Rafael optou por uma banda de craques para gravar todas as bases: Jurim Moreira (bateria), Jamil Joanes (baixo) e Ricardo Silveira (guitarra). Participação especial, até agora, só a do tecladista Fábio Fonseca, com quem Donato faz dueto em uma música, com alguns teclados dos anos 70, como Clavinets e Mini Moogs (que desde aquela década o músico não tocava). Como bom produtor, o rapaz não quer deixar vazar muitas informações sobre o disco, mas adianta que ele será "mais brasileiro e menos jazzístico" e que há material para pelo menos dois CDs.
Tem mais: Donato canta em todas as faixas, que navegam pela bossa nova, salsa, mambo, rock, funk e até o drum'n’bass - só que tocado em baixo e bateria. Preocupado com a excelência instrumental, Rafael preferiu evitar as eletrônicas. "Quis pegar o bom feeling das gravações", diz, ressaltando que Donato está num momento muito criativo e produtivo. "Tive muita sorte", conta. Com a convivência, o rapaz sentiu-se à vontade para atualizar musicalmente o mestre, passando-lhe discos de artistas como Dave Matthews Band, Jungle Brothers e D'Angelo, que, por sinal, ele tem devorado com voracidade.
Passado hardcore
De uns tempos para cá, Rafael resolveu se dedicar somente à produção e à DeckDisc (onde cuida da edição de novos artistas). Tanto que largou a MTV, a faculdade de Comunicação, e, bem antes, a Tamborete Entertainment, selo de rock pesado que agora é gerenciado por Leonardo Panço, fanzineiro e guitarrista da banda de hardcore Jason (no qual ele tocava bateria com a proteção do pseudônimo Azeitona). Foi Rafael, aliás, quem produziu os dois discos do Jason, Odeia Eu ( 98) e Eu Sou Quase Fã de Mim Mesmo ( 2000), lançados pela Tamborete.

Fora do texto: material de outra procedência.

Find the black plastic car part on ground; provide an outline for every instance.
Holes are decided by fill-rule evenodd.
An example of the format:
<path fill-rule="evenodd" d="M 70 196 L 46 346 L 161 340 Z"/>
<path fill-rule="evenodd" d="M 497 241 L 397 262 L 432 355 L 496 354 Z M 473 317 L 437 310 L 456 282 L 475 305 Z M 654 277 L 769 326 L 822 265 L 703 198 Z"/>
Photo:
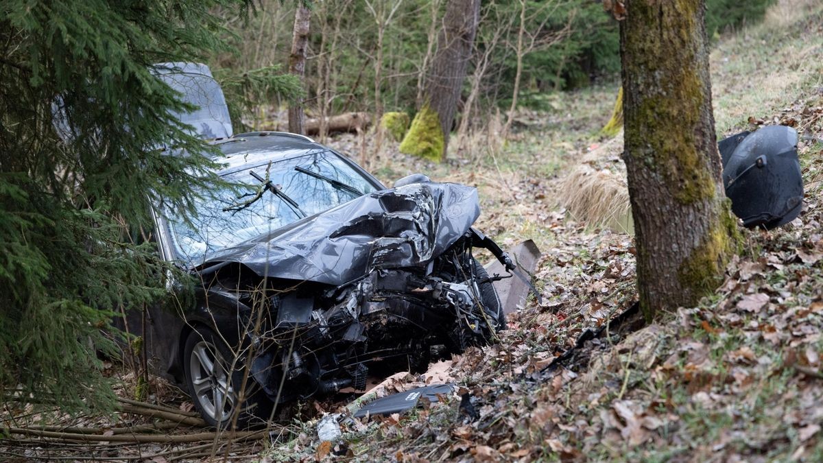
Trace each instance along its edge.
<path fill-rule="evenodd" d="M 771 229 L 800 214 L 803 181 L 793 129 L 742 132 L 721 140 L 718 147 L 726 196 L 744 226 Z"/>

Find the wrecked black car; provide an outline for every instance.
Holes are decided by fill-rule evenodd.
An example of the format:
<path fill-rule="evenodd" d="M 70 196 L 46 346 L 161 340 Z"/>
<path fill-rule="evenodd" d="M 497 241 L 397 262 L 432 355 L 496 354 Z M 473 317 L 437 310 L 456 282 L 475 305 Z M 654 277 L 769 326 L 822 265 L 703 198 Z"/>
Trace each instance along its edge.
<path fill-rule="evenodd" d="M 420 175 L 386 189 L 291 133 L 214 143 L 228 185 L 202 192 L 190 220 L 163 205 L 154 214 L 160 253 L 193 275 L 196 302 L 149 310 L 142 333 L 131 324 L 209 424 L 262 423 L 274 404 L 361 391 L 374 365 L 419 370 L 505 327 L 492 286 L 501 277 L 472 250 L 514 266 L 472 227 L 475 189 Z"/>

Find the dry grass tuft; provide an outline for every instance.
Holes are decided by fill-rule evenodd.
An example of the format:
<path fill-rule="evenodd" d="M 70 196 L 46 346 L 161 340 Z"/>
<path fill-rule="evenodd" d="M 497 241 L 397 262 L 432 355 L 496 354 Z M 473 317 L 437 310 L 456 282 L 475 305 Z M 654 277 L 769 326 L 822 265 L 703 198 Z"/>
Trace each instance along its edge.
<path fill-rule="evenodd" d="M 631 206 L 625 170 L 620 161 L 623 133 L 586 153 L 563 178 L 558 203 L 575 220 L 631 233 Z"/>

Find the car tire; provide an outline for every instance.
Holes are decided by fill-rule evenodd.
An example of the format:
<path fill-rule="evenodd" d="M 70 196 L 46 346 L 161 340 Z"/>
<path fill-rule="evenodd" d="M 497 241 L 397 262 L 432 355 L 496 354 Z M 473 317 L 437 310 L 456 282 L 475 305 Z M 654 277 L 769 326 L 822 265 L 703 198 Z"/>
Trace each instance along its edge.
<path fill-rule="evenodd" d="M 223 339 L 210 328 L 198 326 L 186 339 L 183 352 L 186 386 L 194 408 L 209 426 L 227 429 L 237 414 L 236 427 L 246 428 L 263 425 L 269 418 L 272 402 L 249 375 L 244 399 L 238 404 L 238 391 L 243 384 L 243 367 Z M 238 409 L 239 407 L 239 409 Z"/>
<path fill-rule="evenodd" d="M 483 303 L 483 310 L 486 315 L 495 322 L 495 330 L 500 331 L 506 329 L 506 314 L 503 311 L 503 304 L 497 295 L 495 285 L 489 279 L 489 273 L 486 271 L 480 262 L 474 257 L 472 258 L 474 266 L 474 275 L 477 281 L 481 282 L 477 288 L 480 289 L 480 301 Z"/>

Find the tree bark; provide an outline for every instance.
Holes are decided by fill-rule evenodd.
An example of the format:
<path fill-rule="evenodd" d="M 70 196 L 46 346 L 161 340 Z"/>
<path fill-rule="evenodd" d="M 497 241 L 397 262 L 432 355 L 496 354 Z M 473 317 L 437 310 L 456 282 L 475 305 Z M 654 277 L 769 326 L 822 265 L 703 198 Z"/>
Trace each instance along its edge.
<path fill-rule="evenodd" d="M 295 12 L 295 28 L 291 37 L 291 53 L 289 54 L 289 72 L 305 78 L 306 45 L 309 43 L 309 8 L 303 2 L 297 5 Z M 305 134 L 305 113 L 302 101 L 293 101 L 289 105 L 289 132 Z"/>
<path fill-rule="evenodd" d="M 401 151 L 438 160 L 445 157 L 479 19 L 480 0 L 449 0 L 446 5 L 437 54 L 426 78 L 423 106 L 415 116 L 412 129 L 401 144 Z M 428 133 L 432 125 L 428 120 L 419 120 L 418 116 L 429 119 L 435 115 L 439 122 L 439 133 Z M 433 143 L 426 139 L 430 138 L 437 139 Z M 421 149 L 417 149 L 421 147 Z M 437 150 L 439 152 L 434 152 Z"/>
<path fill-rule="evenodd" d="M 739 235 L 720 177 L 703 0 L 629 0 L 621 23 L 629 194 L 647 320 L 715 290 Z"/>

Enquanto a banda segue em turnê pelos buracos alternativos da Europa, ele fica aqui, produzindo discos. Entre eles, o mais novo solo do ex-Kid Abelha Leoni, o de Fred Martins (compositor niteroiense gravado por Ney Matogrosso e Zélia Duncan), o próximo do Maskavo e o da banda Bois de Gerião (para a BMG). E continua atrás de novos artistas para a Deck. "Não deixo de ir a um show underground, a um show grande, a um camarim", jura.